One of the more vivid memories I have from training is the frantic attempts at trying to obtain IV access while a patient circled the drain… 5 tourniquets on each arm and leg, multiple residents and RN’s sticking frantically, spent angiocaths dangling from limbs like ornaments on a christmas tree, while one resident ‘painted’ the groin with betadine and started poking away at the crease of the 300+ pound patient to no avail. Then came US guided peripheral lines, and everyone breathed a sigh of relief… but that too fails (on rare occasion). So I ask, how many sticks does it take before you drop the angiocaths and central line kits altogether and reach for the drill? We are all reluctant, but should we be?
The IO has been around for 80 years. It was initially suggested as a rescue technique for vascular access in children but over the past decade it has been deemed acceptable in adults as well. According to the Emergency Cardiovascular Care Guidelines in 2000, intraosseous access is recommended in all children after 2 failed attempts of intravenous access or during circulatory collapse.
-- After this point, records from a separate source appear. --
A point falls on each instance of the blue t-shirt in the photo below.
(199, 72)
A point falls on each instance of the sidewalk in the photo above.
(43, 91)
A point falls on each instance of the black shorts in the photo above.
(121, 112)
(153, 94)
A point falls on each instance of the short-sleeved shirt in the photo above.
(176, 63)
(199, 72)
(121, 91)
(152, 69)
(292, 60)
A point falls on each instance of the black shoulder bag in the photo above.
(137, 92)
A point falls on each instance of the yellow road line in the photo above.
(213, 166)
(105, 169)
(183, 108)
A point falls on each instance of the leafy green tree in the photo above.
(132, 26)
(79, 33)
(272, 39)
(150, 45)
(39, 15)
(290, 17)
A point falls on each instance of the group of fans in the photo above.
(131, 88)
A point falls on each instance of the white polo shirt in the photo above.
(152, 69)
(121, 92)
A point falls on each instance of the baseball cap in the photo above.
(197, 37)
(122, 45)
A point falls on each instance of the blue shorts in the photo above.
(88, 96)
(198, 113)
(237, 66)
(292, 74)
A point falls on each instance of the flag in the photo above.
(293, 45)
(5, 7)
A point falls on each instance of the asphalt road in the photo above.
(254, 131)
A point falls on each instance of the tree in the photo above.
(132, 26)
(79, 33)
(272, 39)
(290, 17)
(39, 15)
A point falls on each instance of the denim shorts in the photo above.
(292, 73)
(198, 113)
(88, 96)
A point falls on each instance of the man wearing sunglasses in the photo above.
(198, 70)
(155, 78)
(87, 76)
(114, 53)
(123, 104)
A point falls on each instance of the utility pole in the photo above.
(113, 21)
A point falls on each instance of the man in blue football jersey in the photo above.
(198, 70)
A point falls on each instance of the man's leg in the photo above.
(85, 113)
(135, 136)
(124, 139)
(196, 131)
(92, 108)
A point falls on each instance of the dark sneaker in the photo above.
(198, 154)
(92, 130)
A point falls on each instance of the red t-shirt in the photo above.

In 2005, the American Heart Association recommended intraosseous access if venous access cannot be quickly and reliably established. Studies have shown that IO is faster than central venous access and maybe faster than peripheral access as well… should it be your go to technique when the time comes? Maybe.
But it hurts… maybe not. Insertion pain has been reported by several investigators to have a mean score on the VAS, between 2.5 and 3.5, similar to scores associated with placement of peripheral and central lines. Use a little SQ and periosteal lido and drill away.
All medications and blood products can be safely administered through the intraosseous line, and flow rates, onset of action and peak drug levels are comparable to (or exceed) those of IV administration. Intraosseous needles left in the marrow for longer than 72 hours are at a higher risk of local infection; so, needles should be removed as soon as permanent venous access is established… but for god sakes dont take it out until AFTER you have obtained alternate access.
Contraindications to initiating an intraosseous infusion are few. The only universally accepted contraindication for IO access is a fracture of the bone to be used as an access site. Relative contraindications to IO access include diseases such as osteogenesis imperfecta, severe osteoporosis and cellulitis over the insertion site. In addition, once an IO has been attempted in a bone, further attempts at IO access in that bone are not to be done due to potential leakage from the previous attempt site.
Where should an IO device be placed? The most common: proximal tibia 2 fingerbreaths below the tuberosity. Alternate sites: distal femur, sternum, proximal humerus, pelvis, clavicle, radius… pretty much anywhere there’s bone.
You should always bolus a small amount of preservative free lidocaine (cardiac lido) prior to infusing fluids or medications (0.5 mg/kg (0.05 mL/kg) of preservative-free 1% lidocaine- in an adult this is about 3.5ml) through the intraosseous port before infusion. For more details on weight based dosing of lidocaine: <Click here>
How to Vids
Excuse the cheesy soundtrack
- Intraosseous Infusion: Not Just for Kids Anymore. EMS World. 2005
- Leidel, Bernd A., et al. “Is the intraosseous access route fast and efficacious compared to conventional central venous catheterization in adult patients under resuscitation in the emergency department? A prospective observational pilot study.” Patient Saf Surg 3.1 (2009): 24.
- Ngo, Adeline Su-Yin, et al. “Intraosseous vascular access in adults using the EZ-IO in an emergency department.” International journal of emergency medicine 2.3 (2009): 155-160.
- Leidel, Bernd A., et al. “Comparison of intraosseous versus central venous vascular access in adults under resuscitation in the emergency department with inaccessible peripheral veins.” Resuscitation 83.1 (2012): 40-45.